Doha ha provato a ricucire questi strappi con le altre monarchie del Golfo attraverso una pragmatica revisione delle proprie strategie (limitando ad esempio gli spazi pubblici concessi ai Fratelli musulmani) e sollecitando la mediazione del re Abd Allah di Giordania. Un aiuto che il monarca non ha potuto certo negare, facendo grande affidamento sulle sovvenzioni del Gulf Cooperation Council, creato nel 1981 per difendere i regimi sunniti dall’espansionismo iraniano. Nel 2011 il Gcc, di cui fanno parte Arabia Saudita, Kuwait, Qatar, Bahrein, Oman ed Emirati Arabi Uniti, ha approvato un prestito quinquennale alla Giordania di 5 miliardi di dollari e Doha si è assunta l’impegno di staccare un assegno di 1,25 miliardi. All’incontro tra al-Thani e re Abd Allah nel marzo 2014 ha preso parte anche il suo fratellastro, il principe Ali bin al-Hussein. Prima di dedicarsi al calcio e alla Fifa, il principe è stato al comando delle guardie del corpo del re nel 1999 e direttore del Centro nazionale per la sicurezza e la gestione delle crisi. In questa veste ha gestito, tra le altre cose, il dossier Hamas, a sua volta considerata un’organizzazione terroristica da Unione europea e Stati Uniti. Hamas aveva la sua sede ad Amman, ma nel 1999, con l’ascesa al trono di re Abd Allah, è stata espulsa dal paese. Nel 2012 la Giordania ha riammesso il suo leader, Khaled Mesh’al, rifiutandosi però di riaprire la sede del movimento.

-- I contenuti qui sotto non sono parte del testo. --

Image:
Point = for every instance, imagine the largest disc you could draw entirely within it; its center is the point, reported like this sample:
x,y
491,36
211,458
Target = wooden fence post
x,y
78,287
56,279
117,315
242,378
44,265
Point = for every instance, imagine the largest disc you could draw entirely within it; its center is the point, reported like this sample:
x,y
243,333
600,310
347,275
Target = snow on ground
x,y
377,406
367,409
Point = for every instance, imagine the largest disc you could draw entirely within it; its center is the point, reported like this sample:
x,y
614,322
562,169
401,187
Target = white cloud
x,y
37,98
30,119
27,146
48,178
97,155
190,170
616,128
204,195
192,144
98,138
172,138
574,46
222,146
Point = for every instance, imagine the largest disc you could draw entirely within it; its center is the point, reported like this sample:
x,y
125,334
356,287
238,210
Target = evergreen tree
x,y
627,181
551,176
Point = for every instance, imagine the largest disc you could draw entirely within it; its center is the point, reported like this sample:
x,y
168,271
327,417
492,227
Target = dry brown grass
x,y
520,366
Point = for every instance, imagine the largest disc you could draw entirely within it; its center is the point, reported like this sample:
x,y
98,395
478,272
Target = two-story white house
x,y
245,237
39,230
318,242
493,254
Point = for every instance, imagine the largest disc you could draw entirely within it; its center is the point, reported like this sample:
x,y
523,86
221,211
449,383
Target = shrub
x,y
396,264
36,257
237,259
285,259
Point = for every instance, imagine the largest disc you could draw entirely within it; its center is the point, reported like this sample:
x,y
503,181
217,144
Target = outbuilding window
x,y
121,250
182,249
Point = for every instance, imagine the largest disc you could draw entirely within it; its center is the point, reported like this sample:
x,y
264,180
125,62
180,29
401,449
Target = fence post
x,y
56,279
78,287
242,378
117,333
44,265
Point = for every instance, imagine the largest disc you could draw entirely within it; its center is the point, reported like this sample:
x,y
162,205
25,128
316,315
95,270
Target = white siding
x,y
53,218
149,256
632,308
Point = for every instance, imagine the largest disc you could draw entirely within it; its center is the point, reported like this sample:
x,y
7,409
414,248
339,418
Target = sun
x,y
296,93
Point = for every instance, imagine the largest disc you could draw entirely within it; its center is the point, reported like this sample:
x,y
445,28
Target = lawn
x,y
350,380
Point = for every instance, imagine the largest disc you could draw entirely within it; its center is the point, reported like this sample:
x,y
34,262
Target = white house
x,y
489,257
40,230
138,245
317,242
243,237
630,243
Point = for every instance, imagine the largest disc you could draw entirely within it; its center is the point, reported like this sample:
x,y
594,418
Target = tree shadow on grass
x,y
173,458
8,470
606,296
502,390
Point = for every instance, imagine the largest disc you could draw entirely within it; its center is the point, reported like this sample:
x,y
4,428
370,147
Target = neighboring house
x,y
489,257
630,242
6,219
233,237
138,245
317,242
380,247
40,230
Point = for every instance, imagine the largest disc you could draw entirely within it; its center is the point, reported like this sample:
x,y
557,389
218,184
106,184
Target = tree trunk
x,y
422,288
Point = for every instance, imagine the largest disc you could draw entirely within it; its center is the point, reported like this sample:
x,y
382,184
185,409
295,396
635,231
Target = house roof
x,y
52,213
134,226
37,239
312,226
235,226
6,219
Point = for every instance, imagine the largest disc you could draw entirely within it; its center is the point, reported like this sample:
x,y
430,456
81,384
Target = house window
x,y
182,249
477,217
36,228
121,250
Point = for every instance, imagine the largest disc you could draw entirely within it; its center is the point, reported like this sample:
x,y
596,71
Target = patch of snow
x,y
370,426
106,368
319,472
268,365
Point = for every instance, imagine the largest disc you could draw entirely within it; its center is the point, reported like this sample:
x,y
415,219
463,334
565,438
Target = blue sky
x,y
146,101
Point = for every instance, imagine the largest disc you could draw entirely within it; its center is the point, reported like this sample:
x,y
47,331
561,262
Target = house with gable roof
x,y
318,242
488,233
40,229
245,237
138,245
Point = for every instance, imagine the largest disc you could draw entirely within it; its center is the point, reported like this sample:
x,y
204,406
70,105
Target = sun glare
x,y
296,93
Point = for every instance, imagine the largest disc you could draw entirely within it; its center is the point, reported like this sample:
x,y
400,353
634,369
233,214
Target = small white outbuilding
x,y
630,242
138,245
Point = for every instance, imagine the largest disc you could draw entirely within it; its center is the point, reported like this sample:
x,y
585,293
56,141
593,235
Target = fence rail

La Giordania ha dunque contribuito a favorire la distensione tra Qatar e Arabia Saudita, che si è concretizzata lungo due direttrici: la Libia e lo Yemen. Nel Maghreb, dove Riad intende dilatare l’influenza wahabita e impadronirsi di una parte delle risorse energetiche (nel sottosuolo libico ci sono riserve per quasi 50 miliardi di barili), Doha ha preso parte alla missione militare per liberare Tripoli con centinaia di uomini e mettendo a disposizione dei ribelli oltre 400 milioni di dollari. Nello Yemen, nel settembre 2015, Doha ha spedito invece mille soldati, duecento veicoli corazzati e trenta elicotteri Apache per integrare la coalizione guidata dall’Arabia e composta da dodici stati, tra cui Egitto ed Emirati Arabi, che dal marzo precedente ha intrapreso una campagna per soffocare la rivolta contro il governo centrale del presidente Mansur Hadi dei ribelli houthi, minoranza etnica di religione sciita, sostenuti dall’Iran e dai lealisti dell’ex presidente Abd Allah Saleh.